Saat TK dan SD kami sangat dekat, main bersama. Tapi sejak SMP, karena kami
beda kelas, jadi kami jarang bertemu, tegur sapa pun jarang. Waktu itu aku
mulai merasa kehilangan. Dia semakin jauh.
Tiga
tahun di SMP aku lalui begitu-begitu saja tanpa dirinya. Dan aku sangat
bersyukur dia masuk SMA yang sama denganku. Meskipun mungkin ceritanya akan
sama saat SMP, tapi setidaknya aku bisa melihatnya dari jauh.
Suatu
pagi, aku bangun sangat cepat. Lalu tanpa sengaja aku memandang ke luar jendela
dan menemukannya sedang mengenakan pakain olahraga.

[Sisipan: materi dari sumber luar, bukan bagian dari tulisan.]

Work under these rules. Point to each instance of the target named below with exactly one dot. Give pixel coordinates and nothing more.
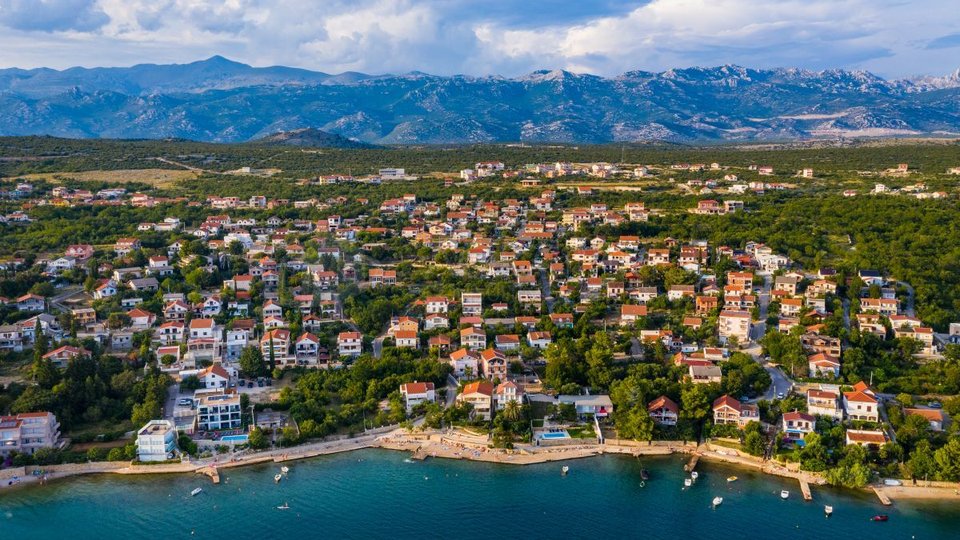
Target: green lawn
(582, 432)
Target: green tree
(921, 464)
(753, 443)
(947, 459)
(636, 424)
(251, 362)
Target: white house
(157, 441)
(416, 393)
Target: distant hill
(310, 137)
(224, 101)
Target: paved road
(378, 345)
(908, 307)
(173, 392)
(451, 390)
(545, 283)
(759, 328)
(57, 302)
(781, 384)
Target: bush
(187, 445)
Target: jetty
(882, 496)
(211, 472)
(805, 489)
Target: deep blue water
(380, 494)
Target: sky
(892, 38)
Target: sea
(384, 494)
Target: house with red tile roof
(664, 411)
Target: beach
(460, 445)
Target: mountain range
(224, 101)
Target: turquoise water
(380, 494)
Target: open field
(161, 178)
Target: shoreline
(460, 446)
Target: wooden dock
(883, 497)
(805, 489)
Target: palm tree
(511, 411)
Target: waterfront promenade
(459, 445)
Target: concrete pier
(882, 496)
(805, 489)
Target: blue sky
(894, 38)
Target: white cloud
(478, 37)
(52, 15)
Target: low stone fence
(7, 474)
(81, 468)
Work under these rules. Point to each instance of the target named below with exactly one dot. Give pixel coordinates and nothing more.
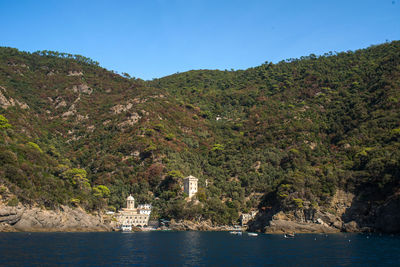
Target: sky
(154, 38)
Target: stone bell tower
(130, 203)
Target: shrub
(13, 202)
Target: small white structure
(190, 185)
(246, 217)
(131, 216)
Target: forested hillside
(285, 135)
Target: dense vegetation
(287, 134)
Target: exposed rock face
(39, 220)
(307, 219)
(388, 215)
(10, 102)
(196, 226)
(82, 88)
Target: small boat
(126, 228)
(289, 235)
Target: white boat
(289, 235)
(235, 232)
(126, 228)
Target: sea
(168, 248)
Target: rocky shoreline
(35, 219)
(346, 213)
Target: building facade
(134, 216)
(246, 217)
(190, 185)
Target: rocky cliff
(346, 213)
(34, 219)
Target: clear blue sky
(153, 38)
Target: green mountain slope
(286, 135)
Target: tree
(4, 123)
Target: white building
(190, 185)
(134, 216)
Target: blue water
(197, 249)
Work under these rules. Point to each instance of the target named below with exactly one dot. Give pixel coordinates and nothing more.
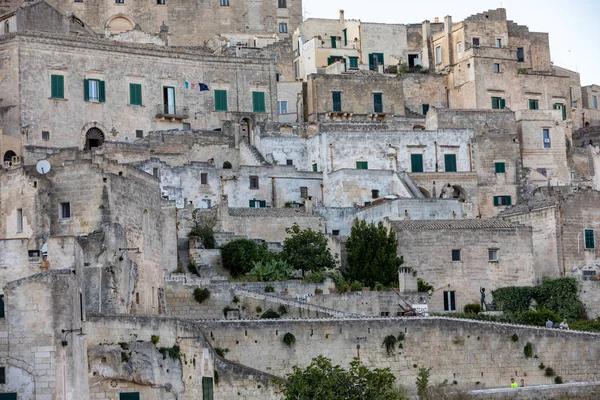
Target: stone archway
(94, 137)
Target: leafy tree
(324, 381)
(240, 255)
(372, 254)
(306, 250)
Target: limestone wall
(474, 354)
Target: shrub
(201, 295)
(240, 255)
(269, 289)
(528, 350)
(473, 308)
(289, 339)
(270, 314)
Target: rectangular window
(19, 220)
(378, 102)
(135, 94)
(303, 192)
(282, 107)
(449, 301)
(416, 162)
(498, 103)
(450, 162)
(353, 62)
(456, 255)
(337, 101)
(221, 99)
(500, 167)
(207, 388)
(546, 135)
(534, 104)
(254, 182)
(258, 101)
(65, 210)
(57, 86)
(590, 242)
(502, 201)
(93, 90)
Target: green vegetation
(307, 250)
(372, 255)
(324, 381)
(201, 295)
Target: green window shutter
(101, 92)
(416, 162)
(377, 102)
(590, 242)
(86, 89)
(450, 162)
(207, 388)
(258, 101)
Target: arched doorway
(8, 156)
(93, 138)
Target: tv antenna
(43, 167)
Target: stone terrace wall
(458, 350)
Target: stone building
(458, 257)
(155, 88)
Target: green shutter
(86, 89)
(258, 101)
(207, 388)
(101, 92)
(377, 102)
(450, 162)
(590, 242)
(220, 100)
(416, 162)
(57, 83)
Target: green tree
(325, 381)
(372, 255)
(240, 255)
(307, 250)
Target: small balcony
(172, 112)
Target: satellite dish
(43, 167)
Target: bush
(240, 255)
(472, 308)
(289, 339)
(270, 314)
(201, 294)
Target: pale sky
(574, 26)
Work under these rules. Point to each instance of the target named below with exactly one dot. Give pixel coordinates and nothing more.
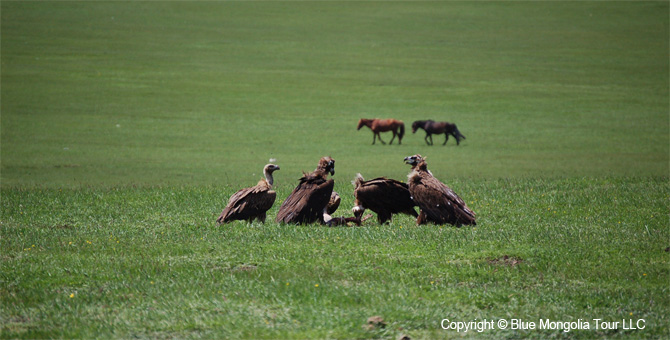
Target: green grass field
(125, 126)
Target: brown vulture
(437, 202)
(251, 203)
(308, 201)
(383, 196)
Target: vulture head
(327, 164)
(414, 160)
(267, 172)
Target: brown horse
(383, 125)
(431, 127)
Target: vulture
(251, 203)
(383, 196)
(309, 200)
(437, 202)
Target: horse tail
(458, 133)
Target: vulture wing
(385, 197)
(248, 203)
(439, 203)
(307, 202)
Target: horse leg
(380, 138)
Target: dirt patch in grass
(506, 260)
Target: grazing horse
(383, 125)
(431, 127)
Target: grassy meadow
(125, 127)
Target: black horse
(431, 127)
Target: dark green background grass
(207, 92)
(126, 125)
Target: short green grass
(127, 262)
(126, 126)
(156, 93)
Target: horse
(431, 127)
(384, 125)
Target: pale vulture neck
(268, 176)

Dan sejak saat itu, aku
bertekad untuk mempersingkat jarak kami. Aku mulai mencari
kebiasan-kebiasannya. Dan usahaku bisa dikatakan tidak sia-sia. Karena kami
sudah sering bertegur sapa dan berangkat sekolah bersama.
“Sampai”
Aku
tersentak saat suara itu masuk ke dalam indra pendengaranku. Aku memandang
sekeliling, ternyata kami sudah sampai. Aku langsung turun dari motor dan
melepaskan helm.
Tidak
sedikit anak-anak yang memandang ke arah kami dengan berbagai macam tatapan,
iri, bingun, dan tatapan penuh tanya.
‘Kenapa kami begitu serasi?’ ‘kami cocok jadi pasangan’ Mungkin seperti itu
yang ada di kepala mereka, khayalku tinggi.
“Terima
kasih ya” ucapku tersenyum sambil mengembalikkan helmnya.
“Oke”
Dia lalu merapikan tatanan rambutnya yang cukup berantakan karena memakai helm.
Aku
masih berdiri kaku di dekat motornya. Aku berharap dia mengajakku ke kelas
bareng, karena kelas kami bersebelahan. Tapi ternyata dia hanya melewatiku
begitu saja dan berjalan ke arah gerbang.
Aku
berbalik untuk melihat ada apa di gerbang, dan hatiku tiba-tiba berdesir saat
melihat itu. Dia sedang berbincang hangat dengan seseorang. Seseorang yang
berhasil membuatku iri sejak pertama kali melihatnya bergandengan tangan dengan
dia.
Mereka
berjalan dengan senyum terekam di wajah mereka. Dunia serasa milik mereka
berdua. Mereka seperti tumbuhan dan air yang tak bisa terpisahkan. Sedangkan
aku hanya satu dari sekian banyaknya parasit yang menginginkan si tumbuhan.
Aku
ikut berjalan menuju kelas, tidak jauh di belakang mereka. Aku sadar perasaan
ini tidak boleh. Andai hati bisa memilih siapa yang akan di sukainya, aku tidak
akan memilihnya yang sangat sulit di jangkau. Aku dan dia bagaikan bumi dan
langit. Meskipun aku mendaki gunung tertinggi, aku juga tidak akan mencapainya.
Haruskah
aku berhenti berharap?
Aku
belum tau. Hatiku belum bisa menjawabnya.